The small coastal town of Lennox Head, NSW, has come a long way since the Bundjalung people engaged in tribal warfare on the long, golden sands of Seven Mile Beach. In 1828, this paradisiacal place was established and named by Captain Henry John Rous after Charles Lennox, the Duke of Richmond. Today Lennox Head is known for its rugged headland (hence the name), legendary right-hand point break and laid-back lifestyle.
However despite its many attributes, Lennox Head is often overlooked, as it’s located roughly 20 minutes south of iconic Byron Bay and 10 minutes north of the much larger town of Ballina. I’m sure that’s just how the locals like it too, particularly as it’s also home to interesting history, pristine beaches, fluffy meadows, tea tree lakes and a town packed with good cafes and shops.
I’ve always been drawn to the town’s headland – Pat Morton Lookout – which is the only place in the Northern Rivers (where I live) that makes me feel like I’m far away, perhaps in Ireland or England. It’s also a wonderful spot to bring the kids and enjoy the views and at sunset the place feels magical.
Continue down the sweeping headland past tufts of longs grass and lilac flowers towards the edge, where you can watch the precipitous 65 metre cliff collide with a fury of turquoise sea. Step back, lay in the meadow and just think what a superb part of the world you’re in. Keep going and at the bottom of the hill you’ll encounter Boulders Beach, which is named after the boulder-sized stones that line its edge.
Just yesterday, I was on the next headland past Boulders Beach known as Skennars Head. Popular with surfers and fishermen, Skennars Head is a wild, exposed spot and in the 1920s two fisherman were swept off the rocks here and almost drowned. Subsequently, residents installed an iron peg at the end of the point so fishermen could secure themselves. It’s since rusted away but has been replaced several times.
Take time to explore this area, as it’s excellent. However there’s plenty more to do around Lennox Head, NSW.
Below Pat Morton Lookout is Lennox’s famed right-hand point break, which is rated by surfers as one of the best waves in Australia. It’s not for the feeble though, as the wave can get heavy and the locals know how to ride. For me, just sitting on the grassy hill and watching surfers carve up these big, long walls is a treat and you’ll find many doing the same.
There’s also plenty of good breaks between here and Ballina known as the ‘magic miles’. In fact Lennox Head was declared a National Surfing Reserve in 2007 and it’s the largest of its kind in Australia.
Situated at the northern end of town is Lake Ainsworth, a tea tree-stained dunal lake that’s named after early settler and sugar cane grower James Ainsworth. It’s a superb spot for a swim or, as I’ve often done, a canoe and it’s great for kids as it’s virtually always calm. The lake is considered by many to have healing properties. It’s also a favourite with stand-up paddle boarders and there’s picnic and BBQ facilities near the shore.
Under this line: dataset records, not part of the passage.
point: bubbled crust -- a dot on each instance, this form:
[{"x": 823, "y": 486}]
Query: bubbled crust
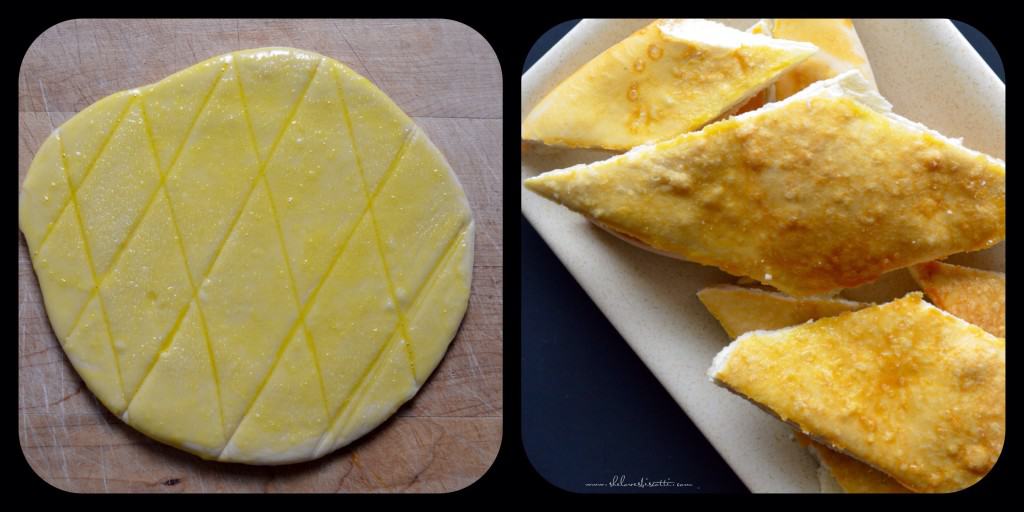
[
  {"x": 904, "y": 387},
  {"x": 809, "y": 197}
]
At the southern end of Seven Mile Beach, out the front of Rayner Lane, lies the remains of an old tea tree fence. This was built sometime in the early to mid 1900s by Fred Hutley to stop the sea spilling into the lake during tempestuous weather.
Back near the town centre is the Lennox Head bora ring, which is a sacred Aboriginal site containing rings of raised, hardened earth where Aboriginal boys were once initiated into manhood. Most bora rings are now destroyed or built over and the ones I’ve seen survived by tenacious action or mere chance. So it was a pleasure to encounter this one that’s protected under Aboriginal Heritage and by a sign that discourages visitors from walking over it.
Stop, look and imagine life at this very spot hundreds of years past.
North Creek Road
A curious road that runs around the back of Lennox Head, NSW (inland) and into the small suburb of Skennars Head, North Creek Road has some sights worth investigating. Here sections of dry stone walls remain, which were made by settlers who made good use of the volcanic basalt strewn across their property. The walls were strategically constructed about 150 years ago in the days of agrarian toil, when men were paid three shillings a chain.
North Creek Road also harbours a ginormous cactus plant. What an absolute beauty this plant is, which appears well cared for and almost out of control.
Other honourable mentions include the town itself, which is in the process of gentrification and has some quality shops and a monthly market. Then there’s the hang-gliders, which launch from Pat Morton Lookout and soar above this very pretty part of the world.
Have you been to Lennox Head? Can you recommend any other things to do in town?